Following yet another discussion in the chat, I propose we remove the “bare pointer calling convention” for memrefs converted to the LLVM dialect.
It was introduced in the early days of MLIR to simplify connection to JIT and to propagate “noalias/restrict” information. Today, it seems to be interpreted as a full-fledged lowering option, which is far from being the case since it only supports statically-shaped fixed-rank memrefs with the default layout. On the other hand, it propagates the dangerous confusion that memref is a pointer and can be treated as such, which now extends to tensors through bufferization. Furthermore, this is the only non-default “calling convention” and there haven’t been any others proposed, removing it will simplify the lowering.
If there are downstreams that rely on this convention, I would urge them to reconsider regardless of the outcome for this RFC. If such a behavior is really desired, it can be turned into a separate pass that rewrites compatible memrefs into LLVM dialect pointers, potentially including the operations on these values.
Generally +1 but I fear the problem is more deeply rooted.
General memref + arbitrary affine map layouts do not map to a well-formed type but rather to an arbitrary bag of pointer + index type. They must be normalized to the canonical layout by propagating all indexing to load/stores, this can have surprising effects with e.g. alloc of memref with weird layout maps.

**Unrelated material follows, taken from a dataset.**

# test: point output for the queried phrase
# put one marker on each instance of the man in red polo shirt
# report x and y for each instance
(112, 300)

Strided memrefs have a more restricted and more composable expression. They are now pervasive in e.g. bufferization and structured subset-based codegen. I think the time may have come to turn them into a proper separate buffer type (and even use the opportunity to add the sorely missing refcounting) and have that be the abstraction that passes function boundaries. Along the way we can also make proper use of the layout attribute you added and drop the ill-advised linearized affine map for representing offset, sizes, strides.
I know this is a much larger change than what you propose but separate types + forced conversion from normalized memref to buffer (or alternatively BYO memref type lowering) feels like it would put such issues to rest once and for all.
I agree with the direction! MLIR and tensors/memrefs have significantly evolved since the bare pointer calling convention was introduced. The LLVM IR dialect is now much more composable type-wise so it should be easier for someone to implement an alternative memref lowering.
Having said that, I think that just removing the bare pointer calling convention code may leave the burden to those that need an alternative memref lowering. In the existing conversion to the LLVM dialect, the memref lowering is tightly coupled to the lowering of not only memory related operations but also operations like FuncOp, ReturnOp and CallOp. I wonder if, as part of this effort, we should also consider moving the “default calling convention” lowering to an independent pass. That would be an implementation example for others that need an alternative memref lowering and lead to a more decoupled and composable LLVM IR dialect conversion, which is something that has been discussed a few times in the past. WDYT?